Measuring Podcast Trail Effectiveness

Daniel Hills
Jan 6 · 5 min read
Image for post
Image for post

Onward journeys are really important to BBC Sounds. Building better journeys on our app allows our users to better explore the huge range of audio content we have on offer. In-episode trailing is a great way to recommend shows to listen to next — but how do we know if it’s working?

In an ideal world we’d do this via a standard A/B test, where we split users randomly into control and treatment groups. However in this specific case we’d also need to create two versions of the audio content, one with the trail and one without, requiring a significant amount of engineering resource.
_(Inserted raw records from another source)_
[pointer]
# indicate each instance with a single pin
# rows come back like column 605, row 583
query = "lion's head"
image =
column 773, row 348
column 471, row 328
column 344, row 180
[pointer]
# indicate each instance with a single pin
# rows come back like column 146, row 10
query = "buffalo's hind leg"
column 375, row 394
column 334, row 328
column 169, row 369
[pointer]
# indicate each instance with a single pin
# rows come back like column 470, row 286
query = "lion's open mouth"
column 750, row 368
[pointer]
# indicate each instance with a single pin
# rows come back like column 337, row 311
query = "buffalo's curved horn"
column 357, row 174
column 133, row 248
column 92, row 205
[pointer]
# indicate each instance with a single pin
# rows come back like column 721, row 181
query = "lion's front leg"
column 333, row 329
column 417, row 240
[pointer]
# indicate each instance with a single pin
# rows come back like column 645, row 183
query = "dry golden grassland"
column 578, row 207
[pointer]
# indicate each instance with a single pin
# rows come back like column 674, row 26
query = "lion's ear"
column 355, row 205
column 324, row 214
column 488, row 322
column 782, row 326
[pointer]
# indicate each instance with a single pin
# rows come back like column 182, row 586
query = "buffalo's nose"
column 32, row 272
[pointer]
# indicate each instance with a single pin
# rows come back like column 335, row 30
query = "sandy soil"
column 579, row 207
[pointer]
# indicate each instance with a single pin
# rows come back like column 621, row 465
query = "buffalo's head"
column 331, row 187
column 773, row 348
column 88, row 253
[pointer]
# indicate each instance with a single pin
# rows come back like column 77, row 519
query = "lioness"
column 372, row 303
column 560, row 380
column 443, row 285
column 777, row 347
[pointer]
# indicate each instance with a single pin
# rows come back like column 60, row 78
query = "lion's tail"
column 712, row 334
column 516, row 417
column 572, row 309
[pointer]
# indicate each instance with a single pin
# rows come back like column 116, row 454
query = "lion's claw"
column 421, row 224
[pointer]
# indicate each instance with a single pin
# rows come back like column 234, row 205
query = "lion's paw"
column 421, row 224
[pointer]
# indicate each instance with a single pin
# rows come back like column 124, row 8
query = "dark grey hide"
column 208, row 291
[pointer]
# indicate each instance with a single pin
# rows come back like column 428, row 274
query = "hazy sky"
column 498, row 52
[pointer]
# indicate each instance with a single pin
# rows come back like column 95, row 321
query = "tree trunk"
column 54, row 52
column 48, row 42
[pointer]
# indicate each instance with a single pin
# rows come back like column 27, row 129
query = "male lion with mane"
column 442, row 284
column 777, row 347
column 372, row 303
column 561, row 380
Despite this, with a bit of extra analytical work, we can still measure the effectiveness of trails. This article will focus on how we applied this approach to a marketing campaign on That Peter Crouch Podcast, which trailed several different podcasts over a number of weeks.

Creating control & treatment groups

The critical feature of the podcast trails was that they occurred at the end of each episode. This might not necessarily be the ideal place to have trails, but it makes creating our testing groups much easier.

This is because it allows us to filter to users who completed at least 80% of the episode as a proxy for engagement, and then split this group into control and treatment based on whether they heard the trail or not. If the trails had occurred in the middle this wouldn’t work since users in the control would have heard less than half of the episode, so probably wouldn’t have been that engaged and therefore would not have been a suitable comparison group.

Image for post
Image for post
Visualisation of how we split users into control and treatment groups for our trail test

One key assumption

This creates our control and treatment groups, but unfortunately there is still a key difference between the two groups since treatment has listened to more content than control. Therefore, if we want to test this rigorously we need to first test the following assumption:

Listening to slightly more of an episode does not make you more likely to listen to the trailed content.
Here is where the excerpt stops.